After reading that apparently allot of 2N3055 "ring" and are all over the place.

I'm not sure how to test for this though. Also not sure how to screen them for bandwidth.
 
Probably a bit late coming in on this but here is some history.
Yes, Neve originally used Motorola 2N3055 transistors. But during a supply problem, our buyer bought some Westinghouse ones. What do Westinghouse make? Power supplies. What was the bandwidth of these transistors? Dreadful!
Root of the problem was that the Motorola ones far exceeded the necessary spec and should have been given a different number. So thereafter transistors from different sources had to be carefully checked.
Those who can remember how to read transistor spec sheets can look them up. I can't!!
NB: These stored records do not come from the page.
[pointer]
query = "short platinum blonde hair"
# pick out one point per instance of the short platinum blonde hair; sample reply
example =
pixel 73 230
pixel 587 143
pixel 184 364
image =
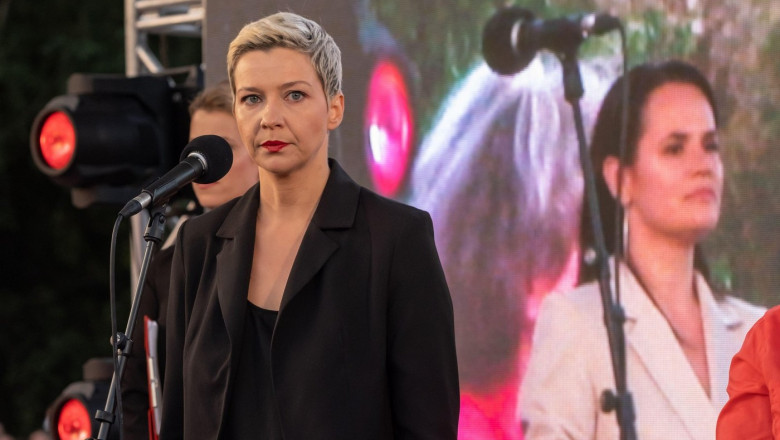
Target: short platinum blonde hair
pixel 290 31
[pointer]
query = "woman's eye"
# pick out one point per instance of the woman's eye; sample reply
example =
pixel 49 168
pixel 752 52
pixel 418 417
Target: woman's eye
pixel 673 148
pixel 296 95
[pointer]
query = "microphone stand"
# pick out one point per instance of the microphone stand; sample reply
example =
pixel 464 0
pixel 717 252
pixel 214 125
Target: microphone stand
pixel 614 317
pixel 153 236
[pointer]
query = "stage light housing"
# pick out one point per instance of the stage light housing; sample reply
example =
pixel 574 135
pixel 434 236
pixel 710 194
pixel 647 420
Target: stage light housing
pixel 110 135
pixel 72 415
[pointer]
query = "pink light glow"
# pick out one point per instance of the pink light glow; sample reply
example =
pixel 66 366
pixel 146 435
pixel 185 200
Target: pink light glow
pixel 388 128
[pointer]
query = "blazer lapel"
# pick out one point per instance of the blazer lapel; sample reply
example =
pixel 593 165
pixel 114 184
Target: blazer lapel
pixel 335 210
pixel 650 337
pixel 234 265
pixel 720 325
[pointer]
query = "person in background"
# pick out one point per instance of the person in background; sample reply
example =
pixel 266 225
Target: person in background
pixel 754 383
pixel 680 333
pixel 211 112
pixel 310 307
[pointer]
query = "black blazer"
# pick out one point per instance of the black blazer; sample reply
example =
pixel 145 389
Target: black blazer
pixel 135 381
pixel 363 346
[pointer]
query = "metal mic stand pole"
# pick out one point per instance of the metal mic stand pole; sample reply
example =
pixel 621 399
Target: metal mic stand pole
pixel 153 236
pixel 621 400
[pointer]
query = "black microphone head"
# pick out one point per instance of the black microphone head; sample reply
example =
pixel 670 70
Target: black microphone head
pixel 217 153
pixel 502 47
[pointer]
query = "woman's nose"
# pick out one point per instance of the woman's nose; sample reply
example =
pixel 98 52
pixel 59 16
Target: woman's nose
pixel 271 114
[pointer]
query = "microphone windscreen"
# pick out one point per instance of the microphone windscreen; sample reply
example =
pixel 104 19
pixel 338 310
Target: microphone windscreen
pixel 216 150
pixel 501 53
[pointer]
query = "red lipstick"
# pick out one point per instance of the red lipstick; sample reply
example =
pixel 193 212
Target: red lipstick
pixel 274 146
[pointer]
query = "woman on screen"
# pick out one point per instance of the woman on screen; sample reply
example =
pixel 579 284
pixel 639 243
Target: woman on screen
pixel 310 307
pixel 680 335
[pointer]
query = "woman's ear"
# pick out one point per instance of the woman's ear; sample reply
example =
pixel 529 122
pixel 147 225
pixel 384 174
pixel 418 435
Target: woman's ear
pixel 335 111
pixel 612 172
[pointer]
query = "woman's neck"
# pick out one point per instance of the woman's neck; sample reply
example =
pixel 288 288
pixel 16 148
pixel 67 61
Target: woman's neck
pixel 665 269
pixel 294 193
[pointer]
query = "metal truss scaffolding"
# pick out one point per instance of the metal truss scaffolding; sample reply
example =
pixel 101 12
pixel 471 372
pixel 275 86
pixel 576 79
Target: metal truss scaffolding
pixel 157 17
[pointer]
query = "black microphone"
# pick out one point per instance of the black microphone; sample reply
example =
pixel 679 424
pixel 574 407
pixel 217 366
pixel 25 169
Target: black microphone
pixel 205 159
pixel 513 35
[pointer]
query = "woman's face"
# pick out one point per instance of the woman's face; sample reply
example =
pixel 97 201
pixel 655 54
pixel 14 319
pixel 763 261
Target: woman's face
pixel 242 174
pixel 281 110
pixel 674 186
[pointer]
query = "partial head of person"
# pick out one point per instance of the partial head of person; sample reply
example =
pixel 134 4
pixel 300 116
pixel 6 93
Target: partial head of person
pixel 669 180
pixel 211 112
pixel 285 74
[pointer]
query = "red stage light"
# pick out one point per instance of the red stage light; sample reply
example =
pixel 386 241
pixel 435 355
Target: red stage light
pixel 388 127
pixel 73 422
pixel 58 140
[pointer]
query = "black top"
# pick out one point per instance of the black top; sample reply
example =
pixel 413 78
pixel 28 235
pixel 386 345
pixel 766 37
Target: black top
pixel 253 410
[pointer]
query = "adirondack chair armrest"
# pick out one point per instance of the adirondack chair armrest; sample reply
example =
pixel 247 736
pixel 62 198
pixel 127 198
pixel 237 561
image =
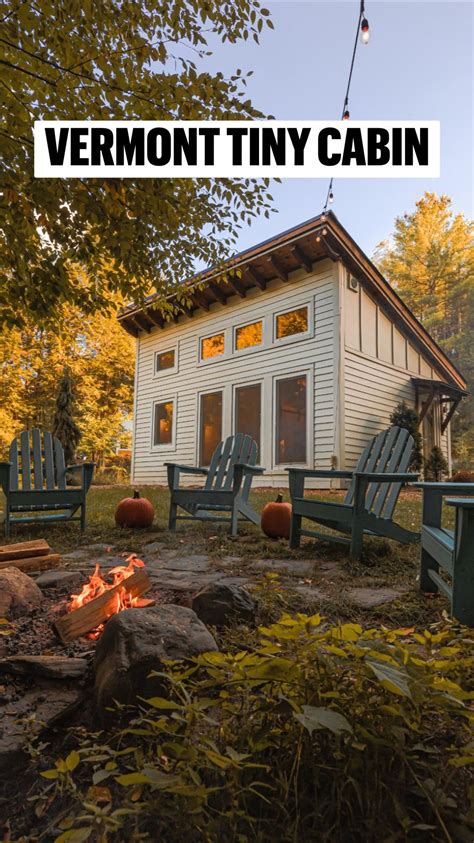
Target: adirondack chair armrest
pixel 87 469
pixel 5 476
pixel 375 477
pixel 250 469
pixel 174 470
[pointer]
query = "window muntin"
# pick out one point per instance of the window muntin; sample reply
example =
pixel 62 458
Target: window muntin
pixel 210 425
pixel 165 360
pixel 247 336
pixel 213 346
pixel 163 423
pixel 248 410
pixel 291 420
pixel 292 322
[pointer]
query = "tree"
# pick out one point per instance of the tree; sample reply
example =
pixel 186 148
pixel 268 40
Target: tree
pixel 429 260
pixel 121 59
pixel 64 426
pixel 407 418
pixel 101 361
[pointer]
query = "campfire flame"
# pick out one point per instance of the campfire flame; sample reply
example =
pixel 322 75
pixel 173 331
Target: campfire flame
pixel 97 585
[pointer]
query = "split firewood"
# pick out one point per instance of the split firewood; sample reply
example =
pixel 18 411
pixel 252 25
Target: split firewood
pixel 97 611
pixel 24 550
pixel 33 563
pixel 52 667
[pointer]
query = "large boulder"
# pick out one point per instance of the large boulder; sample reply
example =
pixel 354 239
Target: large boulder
pixel 19 593
pixel 135 642
pixel 220 604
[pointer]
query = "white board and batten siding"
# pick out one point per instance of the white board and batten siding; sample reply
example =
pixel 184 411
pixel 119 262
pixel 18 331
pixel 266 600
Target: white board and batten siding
pixel 316 354
pixel 378 364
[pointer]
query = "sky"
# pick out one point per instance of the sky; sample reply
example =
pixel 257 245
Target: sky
pixel 418 65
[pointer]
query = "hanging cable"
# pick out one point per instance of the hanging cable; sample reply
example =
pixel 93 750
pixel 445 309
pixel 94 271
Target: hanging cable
pixel 363 28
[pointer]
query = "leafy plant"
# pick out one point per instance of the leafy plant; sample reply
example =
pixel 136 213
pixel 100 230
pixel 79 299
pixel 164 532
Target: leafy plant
pixel 407 418
pixel 315 734
pixel 436 465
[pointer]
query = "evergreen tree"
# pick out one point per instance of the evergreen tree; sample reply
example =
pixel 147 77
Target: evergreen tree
pixel 407 418
pixel 64 426
pixel 430 261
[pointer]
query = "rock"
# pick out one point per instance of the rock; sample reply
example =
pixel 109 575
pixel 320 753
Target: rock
pixel 56 579
pixel 221 603
pixel 368 597
pixel 135 642
pixel 19 593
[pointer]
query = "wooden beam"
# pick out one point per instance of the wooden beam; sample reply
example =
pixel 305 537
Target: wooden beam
pixel 303 258
pixel 218 294
pixel 97 611
pixel 155 318
pixel 426 405
pixel 237 287
pixel 450 413
pixel 279 269
pixel 255 277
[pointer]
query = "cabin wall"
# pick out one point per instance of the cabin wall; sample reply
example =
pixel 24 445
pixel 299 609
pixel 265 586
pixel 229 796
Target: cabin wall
pixel 316 355
pixel 378 363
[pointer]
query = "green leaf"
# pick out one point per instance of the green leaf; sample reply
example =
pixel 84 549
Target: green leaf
pixel 314 718
pixel 393 679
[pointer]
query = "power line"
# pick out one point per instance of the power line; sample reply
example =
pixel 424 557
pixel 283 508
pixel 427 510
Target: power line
pixel 363 28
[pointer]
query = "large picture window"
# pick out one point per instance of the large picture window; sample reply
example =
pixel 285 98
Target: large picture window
pixel 210 432
pixel 291 429
pixel 292 322
pixel 248 411
pixel 163 423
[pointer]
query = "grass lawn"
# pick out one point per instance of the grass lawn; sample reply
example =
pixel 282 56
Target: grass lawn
pixel 385 564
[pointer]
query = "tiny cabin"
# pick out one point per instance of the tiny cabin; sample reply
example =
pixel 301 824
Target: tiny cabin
pixel 302 344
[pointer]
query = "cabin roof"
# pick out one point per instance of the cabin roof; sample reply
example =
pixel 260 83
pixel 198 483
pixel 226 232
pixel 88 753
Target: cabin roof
pixel 299 247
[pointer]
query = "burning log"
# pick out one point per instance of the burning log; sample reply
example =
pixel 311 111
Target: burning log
pixel 99 600
pixel 52 667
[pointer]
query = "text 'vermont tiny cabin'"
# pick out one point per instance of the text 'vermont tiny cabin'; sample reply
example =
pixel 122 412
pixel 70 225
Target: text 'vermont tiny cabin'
pixel 307 348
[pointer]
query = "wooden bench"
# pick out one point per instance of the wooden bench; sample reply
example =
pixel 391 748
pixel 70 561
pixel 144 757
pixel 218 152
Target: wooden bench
pixel 452 551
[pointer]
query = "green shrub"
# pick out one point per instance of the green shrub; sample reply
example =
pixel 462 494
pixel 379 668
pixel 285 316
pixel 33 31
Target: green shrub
pixel 319 734
pixel 463 476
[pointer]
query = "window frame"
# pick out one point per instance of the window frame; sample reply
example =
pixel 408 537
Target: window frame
pixel 304 335
pixel 247 385
pixel 205 362
pixel 307 372
pixel 251 348
pixel 200 395
pixel 173 370
pixel 164 446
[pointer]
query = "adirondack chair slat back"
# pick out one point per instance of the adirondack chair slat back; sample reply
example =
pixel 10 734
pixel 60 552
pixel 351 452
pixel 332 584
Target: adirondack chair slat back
pixel 37 458
pixel 388 453
pixel 236 449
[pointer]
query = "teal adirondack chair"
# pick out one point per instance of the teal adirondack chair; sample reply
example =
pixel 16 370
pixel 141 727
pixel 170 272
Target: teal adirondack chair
pixel 370 500
pixel 35 481
pixel 227 487
pixel 452 551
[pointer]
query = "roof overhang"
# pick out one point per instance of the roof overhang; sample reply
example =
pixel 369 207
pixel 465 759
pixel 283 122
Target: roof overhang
pixel 317 239
pixel 448 396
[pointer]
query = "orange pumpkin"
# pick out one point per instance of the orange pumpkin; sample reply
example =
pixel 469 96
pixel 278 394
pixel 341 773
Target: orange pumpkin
pixel 276 519
pixel 134 512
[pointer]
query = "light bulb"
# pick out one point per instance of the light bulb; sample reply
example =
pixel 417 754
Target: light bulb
pixel 364 31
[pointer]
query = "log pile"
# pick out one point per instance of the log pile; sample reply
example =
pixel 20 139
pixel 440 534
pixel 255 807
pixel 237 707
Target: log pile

I was a system design engineer with Neve at the time.
 
betty said:
Probably a bit late coming in on this but here is some history.
Yes, Neve originally used Motorola 2N3055 transistors. But during a supply problem, our buyer bought some Westinghouse ones. What do Westinghouse make? Power supplies. What was the bandwidth of these transistors? Dreadful!
Root of the problem was that the Motorola ones far exceeded the necessary spec and should have been given a different number. So thereafter transistors from different sources had to be carefully checked.
Those who can remember how to read transistor spec sheets can look them up. I can't!!
I was a system design engineer with Neve at the time.

The original 3055 (RCA?) was slower than dirt (maybe 200kHz GBW) but was very rugged so very popular for use in power supplies and general purpose circuits. When the parts got better they (motorola) were afraid to change the part number because that would likely lose sales with engineers preferring to buy the known good original PN. Early "faster" transistors were generally more fragile too.